Illustration by Erin Perfect.

1.

The glass collector rises at low tide. The beach closest to the city is best, and the most dangerous. Bums sleep and fight there. Married men find each other against the rocks and are quick to hurl bottles at anyone who catches them. The glass collector brings a knife, a flashlight, a canvas bag, and a radio that he attaches to his belt loop. Sometimes he listens to a baseball game and sometimes to the classical station.

Early morning: the plaza swept by street cleaners, the copper roof of town hall against a sky the color of oyster shell. The glass collector crosses the plaza, walks the empty road and down narrow cement steps to the beach where tourists are afraid to go. Tourists prefer the beaches owned by hotels. The locals help keep it this way; the glass collector once lived with a woman who made driftwood sculptures and terrified the tourists. She would hunt for the driftwood on the beach, dressed in rags she had braided together. She carried branches the color of bone, her hands filled with so many splinters they seemed to be made of wood. She told tourists she was a witch, a word that meant one thing to them and an entirely different thing to the islanders. She never tried to explain the difference.

Years ago, the sculptor left the island to sell her driftwood in Chicago. She returns twice a year and leaves with suitcases stuffed with bleached wood. Sometimes she phones the glass collector and sleeps for a week on his couch, sometimes in his bed. She tells him, What you’re doing is insane. You’re insane.

This morning, the beach is deserted save for the homeless men who sleep in hammocks they’ve strung up between palms. The glass collector sometimes gives pastries and coins to the homeless; it is because of them the shore offers more glass than shells—their discarded bottles roll into the ocean, are shattered and sanded by the water.

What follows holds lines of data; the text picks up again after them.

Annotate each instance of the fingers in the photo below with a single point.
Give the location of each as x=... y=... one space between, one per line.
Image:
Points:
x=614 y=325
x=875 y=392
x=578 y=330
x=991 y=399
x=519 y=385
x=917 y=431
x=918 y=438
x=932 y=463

He turns on his headlamp and begins to search. It does not take long. By sunrise his bag is heavy. By noon, he has put a handkerchief around his neck to shield his skin from the sun. He leaves soon after, his bag filled. He has fifteen teardrops—this is what he calls the small blue shards—and hundreds of larger pieces, amber and sea-foam, one that spans nearly four inches and is perfectly flat. Later he will return with a new bag and take whatever the other collectors have left behind. Local artisans use the glass for cheap jewelry they sell to the tourists who disembark from cruise ships and want to buy quick souvenirs. The glass collector does not deal with tourists. He is making something he will never sell.

He constructs the glass mosaic in panels that stretch to the ceiling of his studio, housed in a former monastery with wooden beams across the ceiling and chipped floor tiles brought from Spain. The mosaic tells the story of the island, a history that begins with rainforest, palm trees heavy with coconuts. The second panel tells of industry, rows of sugarcane made from tawny glass, a cluster of workers with raised machetes. In the third panel, the glass collector told his own history; he had pieced together the bed on which he was conceived, the brother who died as an infant, the daughter who lives in Minneapolis, the snow that blankets her city. The renderings are imprecise, limited to the colors of bottles.

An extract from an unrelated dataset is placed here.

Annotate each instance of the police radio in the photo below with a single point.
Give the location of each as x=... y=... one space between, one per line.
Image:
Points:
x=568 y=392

The last time his daughter visited, he showed her the first panel, which he had just completed. He had her cover her eyes as she entered the workroom. Her mouth was prepared to smile, to tell him it was beautiful. But when she saw the panel, her hands drifted slowly to her sides.

What is it?

It’s the rainforest. You were born ten miles from there, on your grandmother’s farm.

The glass collector pointed to the parrots, the glossy leaves the size of his palm, the drop of blood from handling a piece of glass that had not been fully sanded.

I’m glad you’re keeping busy, his daughter said.

When the glass collector showed the driftwood sculptor his sketches, she’d said, No one will buy these; they’re not even pretty enough for tourists.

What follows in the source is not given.